Commit Graph

19 Commits

Author SHA1 Message Date
Joe Tsai
96a44732e0 proto: distinguish between invalid and empty messages in Equal
The v1 proto.Equal function treats (*Message)(nil) and new(Message)
as being different, while v2 proto.Equal treated them as equal since
a typed nil pointer is functionally an empty message since the
protobuf data model has no concept of presence as a first-class
property of messages.

Unfortunately, a significant amount of code depends on this distinction
that it would be difficult to migrate users from v1 to v2 unless we
preserved similar semantics in the v2 proto.Equal.

Also, double down on these semantics for protocmp.Transform.

Fixes #965

Change-Id: I21e78ba6251401a0ac0ccf495188093973cd7f3f
Reviewed-on: https://go-review.googlesource.com/c/protobuf/+/213238
Reviewed-by: Damien Neil <dneil@google.com>
2020-01-06 19:37:38 +00:00
Damien Neil
d0b074956d proto: rearrange test messages
Move the test inputs for the wire marshaler and unmarshaler out of
decode_test.go and into a new file. Consolidate some tests for invalid
messages (UTF-8 validation failures, field numbers out of range) into
a single list of invalid messages. Break out the no-enforce-utf8 test
into a separate file, since it is both complicated and conditional on
legacy support.

Change-Id: Ide80fa9d3aec2b6d42a57e6f9265358aa5e661a7
Reviewed-on: https://go-review.googlesource.com/c/protobuf/+/211557
Reviewed-by: Joe Tsai <joetsai@google.com>
2019-12-16 21:49:56 +00:00
Damien Neil
01c0e8d680 proto, internal/impl: make wire output more consistent with v1
The v1 wire marshaler sorts fields as follows:
  - All extensions, sorted by field number.
  - All non-oneof fields, sorted by field number.
  - All oneof fields, in indeterminate order.

We already make some steps toward supporting this ordering: The
fast path encoder places extensions in sorted order at the start
of the message.

This commit moves oneof fields to the end of the message, makes the
reflection-based encoder use this ordering when deterministic marshaling
is enabled, and adds a test to catch unintentional changes to the
ordering.

Users SHOULD NOT depend on stability of the marshal output. It is
subject to change over time. Without deterministic marshaling enabled,
it is subject to change over calls to Marshal.
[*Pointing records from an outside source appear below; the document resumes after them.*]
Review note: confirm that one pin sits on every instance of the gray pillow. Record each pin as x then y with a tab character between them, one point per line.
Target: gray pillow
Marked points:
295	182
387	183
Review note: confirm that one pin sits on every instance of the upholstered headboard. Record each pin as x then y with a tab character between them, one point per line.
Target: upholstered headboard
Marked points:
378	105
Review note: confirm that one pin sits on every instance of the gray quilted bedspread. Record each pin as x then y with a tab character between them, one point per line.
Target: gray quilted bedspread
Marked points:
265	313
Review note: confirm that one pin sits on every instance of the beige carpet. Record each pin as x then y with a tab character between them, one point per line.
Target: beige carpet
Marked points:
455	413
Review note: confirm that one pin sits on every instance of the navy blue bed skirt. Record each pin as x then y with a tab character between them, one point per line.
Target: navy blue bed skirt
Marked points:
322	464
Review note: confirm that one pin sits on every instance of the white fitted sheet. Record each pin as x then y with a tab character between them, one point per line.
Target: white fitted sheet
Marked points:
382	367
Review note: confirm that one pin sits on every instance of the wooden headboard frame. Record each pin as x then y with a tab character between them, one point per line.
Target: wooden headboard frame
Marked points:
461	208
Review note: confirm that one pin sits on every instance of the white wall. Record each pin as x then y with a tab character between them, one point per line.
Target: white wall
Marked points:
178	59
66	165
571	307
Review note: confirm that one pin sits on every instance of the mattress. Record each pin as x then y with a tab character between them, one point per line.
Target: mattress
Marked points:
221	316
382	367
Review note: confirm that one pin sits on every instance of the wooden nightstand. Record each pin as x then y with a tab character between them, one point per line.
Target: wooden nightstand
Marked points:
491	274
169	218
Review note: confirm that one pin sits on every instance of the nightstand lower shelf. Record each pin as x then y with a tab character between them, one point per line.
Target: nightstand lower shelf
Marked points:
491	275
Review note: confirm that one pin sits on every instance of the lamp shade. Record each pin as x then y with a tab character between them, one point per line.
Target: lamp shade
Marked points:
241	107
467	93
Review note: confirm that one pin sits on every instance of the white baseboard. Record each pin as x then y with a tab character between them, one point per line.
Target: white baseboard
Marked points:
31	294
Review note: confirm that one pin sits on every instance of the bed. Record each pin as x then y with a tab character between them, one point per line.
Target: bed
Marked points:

Change-Id: I6cfd89090d790a3bb50785f32b94d2781d7d08db
Reviewed-on: https://go-review.googlesource.com/c/protobuf/+/206800
Reviewed-by: Joe Tsai <thebrokentoaster@gmail.com>
2019-11-12 20:59:03 +00:00
Damien Neil
1e5516a4c2 proto: improve slice growth in MarshalAppend
When allocating more space for the destination message in MarshalAppend,
use the same slice growth algorithm as the Go runtime's append rather
than allocating precisely the desired space.
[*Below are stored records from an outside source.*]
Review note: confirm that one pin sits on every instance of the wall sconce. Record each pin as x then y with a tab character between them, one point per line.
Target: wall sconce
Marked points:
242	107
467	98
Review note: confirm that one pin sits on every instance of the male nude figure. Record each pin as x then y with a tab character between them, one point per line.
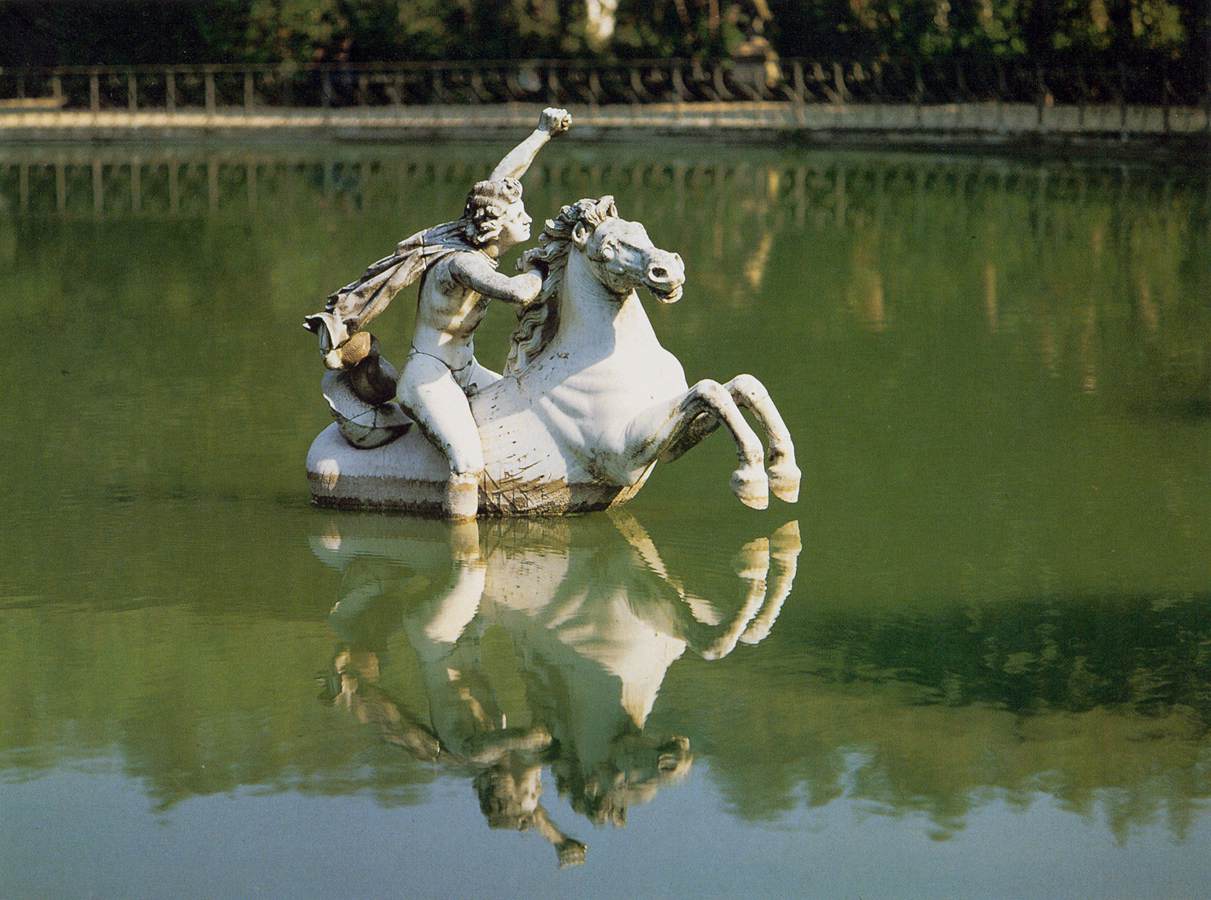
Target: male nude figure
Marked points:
457	265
Change-Id: If6033f6f7abdca473bc5188c4d3938ce57d3bdd2
Reviewed-on: https://go-review.googlesource.com/c/protobuf/+/197758
Reviewed-by: Joe Tsai <joetsai@google.com>
2019-09-28 01:00:09 +00:00
Joe Tsai
9b22b9382e internal/impl: treat a nil oneof wrapper as if it were unset
The old implementation had the behavior where a nil wrapper value:
	m := new(foopb.Message)
	m.OneofField = (*foopb.Message_OneofUint32)(nil)
was functionally equivalent to it being directly set to nil:
	m := new(foopb.Message)
	m.OneofField = nil
preserve this semantic in both the table-drive implementation
and the reflection implementation.

Change-Id: Ie44d51e044d4822e61d0e646fbc44aa8d9b90c1f
Reviewed-on: https://go-review.googlesource.com/c/protobuf/+/189559
Reviewed-by: Herbie Ong <herbie@google.com>
2019-08-16 00:24:53 +00:00
Joe Tsai
1799d1111a all: rename tag and flags for legacy support
Rename build tag "proto1_legacy" -> "protolegacy"
to be consistent with the "protoreflect" tag.
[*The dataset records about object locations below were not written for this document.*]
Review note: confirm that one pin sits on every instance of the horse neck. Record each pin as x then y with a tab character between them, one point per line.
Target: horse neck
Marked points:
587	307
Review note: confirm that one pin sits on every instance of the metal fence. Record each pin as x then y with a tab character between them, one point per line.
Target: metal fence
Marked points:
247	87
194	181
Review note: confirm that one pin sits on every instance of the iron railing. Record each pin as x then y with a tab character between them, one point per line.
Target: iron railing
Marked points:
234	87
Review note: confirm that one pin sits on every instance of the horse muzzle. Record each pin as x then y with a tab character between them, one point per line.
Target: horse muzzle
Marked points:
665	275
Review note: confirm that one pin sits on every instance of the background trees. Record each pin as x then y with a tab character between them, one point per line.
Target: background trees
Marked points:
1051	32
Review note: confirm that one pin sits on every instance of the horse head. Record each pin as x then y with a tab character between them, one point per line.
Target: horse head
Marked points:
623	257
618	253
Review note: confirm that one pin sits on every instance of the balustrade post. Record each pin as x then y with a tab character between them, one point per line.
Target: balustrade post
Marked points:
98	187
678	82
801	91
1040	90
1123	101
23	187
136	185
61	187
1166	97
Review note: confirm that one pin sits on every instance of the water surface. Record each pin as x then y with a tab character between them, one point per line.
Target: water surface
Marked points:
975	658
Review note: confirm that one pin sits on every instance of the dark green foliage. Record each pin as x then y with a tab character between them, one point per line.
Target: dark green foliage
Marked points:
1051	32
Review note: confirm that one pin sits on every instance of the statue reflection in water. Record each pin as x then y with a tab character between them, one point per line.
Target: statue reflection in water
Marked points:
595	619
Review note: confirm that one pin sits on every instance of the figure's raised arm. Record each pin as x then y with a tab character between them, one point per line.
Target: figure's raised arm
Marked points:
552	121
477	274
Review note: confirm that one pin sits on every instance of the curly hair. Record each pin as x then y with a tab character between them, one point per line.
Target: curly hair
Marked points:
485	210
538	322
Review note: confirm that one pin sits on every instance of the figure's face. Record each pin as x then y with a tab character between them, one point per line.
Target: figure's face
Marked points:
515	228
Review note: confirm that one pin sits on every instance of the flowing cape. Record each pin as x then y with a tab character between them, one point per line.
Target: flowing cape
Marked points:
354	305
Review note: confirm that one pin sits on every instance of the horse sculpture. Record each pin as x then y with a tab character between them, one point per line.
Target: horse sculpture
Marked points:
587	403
Rename flag constant "Proto1Legacy" -> "ProtoLegacy" since
it covers more than simply proto1 legacy features.
For example, it covers alpha-features of proto3 that
were eventually removed from the final proto3 release.

Change-Id: I0f4fcbadd4b5a61c87645e2e5be11d187e59157c
Reviewed-on: https://go-review.googlesource.com/c/protobuf/+/189345
Reviewed-by: Damien Neil <dneil@google.com>
2019-08-08 20:49:00 +00:00
Joe Tsai
c51e2e0293 all: support enforce_utf8 override
In 2014, when proto3 was being developed, there were a number of early
adopters of the new syntax. Before the finalization of proto3 when
it was released in open-source in July 2016, a decision was made to
strictly validate strings in proto3. However, some of the early adopters
were already using invalid UTF-8 with string fields.
The google.protobuf.FieldOptions.enforce_utf8 option only exists to support
those grandfathered users where they can opt-out of the validation logic.
Practical use of that option in open source is impossible even if a user
specifies the proto1_legacy build tag since it requires a hacked
variant of descriptor.proto that is not externally available.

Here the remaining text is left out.